The two-way stop and the revealed-hash stop are independent, so you could also do both if you wanted to.

>> ... Is there any attack that could be made regarding the PSN? If the attacker can modify
>> PSN values or inject packets with higher PSN values in either direction, what side effects
>> can we see? I'm assuming that the endpoints themselves will be able to validate the
>> authenticity of the fields, but could a middle box that is trying to monitor the
>> plausible-ness of the PSN get thrown off? Or does it only ever adjust its plausibility
>> window when it sees a PSN acknowledged? (To that end, if an acknowledgment
>> value is faked, what does that do?)
> That's a very good observation, and in fact it applies to current QUIC as well. A man-on-the side can inject a series of plausible packets before the sender does. The "real" packets coming from the sender will repeat packet numbers that are 'already seen'. A middlebox that is too clever might drop those in an attempt to "remove duplicates." We can always say that middleboxes should not try to be too clever, but that's a bit like saying that the bubonic plague should be nicer...

This might be an argument for recommending against plausibility checks for middleboxes for anything other than the two-way stop. Unlike with TCP, in any case they cannot assume anything about window dynamics based upon assumed knowledge of the reliability or congestion control schemes in place. Whether this recommendation would be widely followed is a different question.

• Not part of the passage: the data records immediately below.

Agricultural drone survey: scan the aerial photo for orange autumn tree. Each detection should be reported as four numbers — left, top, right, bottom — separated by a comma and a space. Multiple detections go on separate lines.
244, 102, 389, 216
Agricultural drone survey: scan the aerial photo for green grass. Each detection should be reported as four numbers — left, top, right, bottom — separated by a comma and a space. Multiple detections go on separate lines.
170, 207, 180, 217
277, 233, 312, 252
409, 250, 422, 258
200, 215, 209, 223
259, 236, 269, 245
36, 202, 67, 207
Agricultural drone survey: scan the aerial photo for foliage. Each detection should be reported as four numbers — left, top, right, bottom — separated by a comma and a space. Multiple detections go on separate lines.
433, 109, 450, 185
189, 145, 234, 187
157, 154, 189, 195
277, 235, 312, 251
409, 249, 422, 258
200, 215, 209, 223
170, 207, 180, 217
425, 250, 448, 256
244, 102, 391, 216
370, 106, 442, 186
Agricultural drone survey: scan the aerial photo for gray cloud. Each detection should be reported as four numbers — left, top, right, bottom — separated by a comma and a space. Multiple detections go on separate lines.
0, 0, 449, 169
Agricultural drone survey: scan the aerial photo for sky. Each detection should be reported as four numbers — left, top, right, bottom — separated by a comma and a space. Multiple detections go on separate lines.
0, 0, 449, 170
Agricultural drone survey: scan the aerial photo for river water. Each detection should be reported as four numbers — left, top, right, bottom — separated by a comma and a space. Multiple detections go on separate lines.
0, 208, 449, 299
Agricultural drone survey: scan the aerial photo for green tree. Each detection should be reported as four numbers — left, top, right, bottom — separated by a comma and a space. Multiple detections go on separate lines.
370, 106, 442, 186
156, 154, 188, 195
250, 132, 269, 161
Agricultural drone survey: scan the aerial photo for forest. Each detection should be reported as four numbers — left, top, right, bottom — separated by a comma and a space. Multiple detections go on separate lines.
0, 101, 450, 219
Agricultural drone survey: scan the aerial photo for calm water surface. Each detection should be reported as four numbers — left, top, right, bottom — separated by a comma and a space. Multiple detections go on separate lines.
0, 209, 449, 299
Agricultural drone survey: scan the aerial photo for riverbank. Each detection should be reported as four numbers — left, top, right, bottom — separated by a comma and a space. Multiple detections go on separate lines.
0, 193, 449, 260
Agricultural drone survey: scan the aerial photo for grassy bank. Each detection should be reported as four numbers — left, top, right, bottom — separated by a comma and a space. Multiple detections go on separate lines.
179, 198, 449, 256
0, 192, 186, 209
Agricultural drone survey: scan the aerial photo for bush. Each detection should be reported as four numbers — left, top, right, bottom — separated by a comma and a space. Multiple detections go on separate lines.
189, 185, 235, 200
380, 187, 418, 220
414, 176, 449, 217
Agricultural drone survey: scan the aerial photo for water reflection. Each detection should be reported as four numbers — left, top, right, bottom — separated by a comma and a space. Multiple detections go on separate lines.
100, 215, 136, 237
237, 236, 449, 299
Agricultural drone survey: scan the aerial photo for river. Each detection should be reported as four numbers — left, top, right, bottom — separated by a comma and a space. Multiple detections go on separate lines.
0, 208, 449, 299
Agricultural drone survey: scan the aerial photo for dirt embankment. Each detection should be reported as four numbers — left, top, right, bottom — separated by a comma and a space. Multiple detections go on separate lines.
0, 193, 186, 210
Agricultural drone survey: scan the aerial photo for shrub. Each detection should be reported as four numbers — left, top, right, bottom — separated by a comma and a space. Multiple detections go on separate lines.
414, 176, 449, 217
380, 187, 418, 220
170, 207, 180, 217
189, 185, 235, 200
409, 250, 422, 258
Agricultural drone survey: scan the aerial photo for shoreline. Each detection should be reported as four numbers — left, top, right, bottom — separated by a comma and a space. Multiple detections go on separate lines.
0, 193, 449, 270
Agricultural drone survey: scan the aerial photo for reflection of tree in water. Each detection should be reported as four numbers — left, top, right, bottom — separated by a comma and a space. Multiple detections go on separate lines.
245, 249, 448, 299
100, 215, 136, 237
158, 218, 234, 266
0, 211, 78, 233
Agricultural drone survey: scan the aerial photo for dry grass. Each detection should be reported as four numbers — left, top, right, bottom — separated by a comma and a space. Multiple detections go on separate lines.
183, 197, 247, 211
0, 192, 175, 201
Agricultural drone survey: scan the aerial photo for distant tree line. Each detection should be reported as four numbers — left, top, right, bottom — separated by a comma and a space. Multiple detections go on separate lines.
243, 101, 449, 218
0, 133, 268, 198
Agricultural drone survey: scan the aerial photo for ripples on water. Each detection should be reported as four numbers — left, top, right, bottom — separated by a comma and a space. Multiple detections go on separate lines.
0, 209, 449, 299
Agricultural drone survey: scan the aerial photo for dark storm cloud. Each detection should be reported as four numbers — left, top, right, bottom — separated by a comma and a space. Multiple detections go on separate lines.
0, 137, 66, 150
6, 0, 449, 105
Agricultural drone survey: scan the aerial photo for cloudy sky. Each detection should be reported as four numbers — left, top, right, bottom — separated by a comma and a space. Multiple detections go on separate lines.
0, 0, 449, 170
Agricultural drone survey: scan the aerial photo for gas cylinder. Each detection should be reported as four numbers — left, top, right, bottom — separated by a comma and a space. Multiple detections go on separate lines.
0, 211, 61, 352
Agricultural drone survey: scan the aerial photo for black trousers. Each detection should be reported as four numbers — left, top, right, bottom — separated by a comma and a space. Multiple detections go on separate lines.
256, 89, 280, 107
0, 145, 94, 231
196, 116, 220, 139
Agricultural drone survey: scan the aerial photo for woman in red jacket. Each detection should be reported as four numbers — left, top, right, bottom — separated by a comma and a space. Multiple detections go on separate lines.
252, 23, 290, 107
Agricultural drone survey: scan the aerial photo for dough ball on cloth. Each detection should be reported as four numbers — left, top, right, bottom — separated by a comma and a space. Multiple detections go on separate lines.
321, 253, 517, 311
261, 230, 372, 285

Since the endpoints should be able to detect a middlebox-injected packet (at least as long as there's a requirement that *every* packet have an (encrypted) transport header above the common unencrypted header, which, IMO, there is), really these attacks are all about middleboxes messing with each other. If the endpoint can always detect, then it can also close and attempt to reinitiate, or at least throw up a "your network is messing with you" error.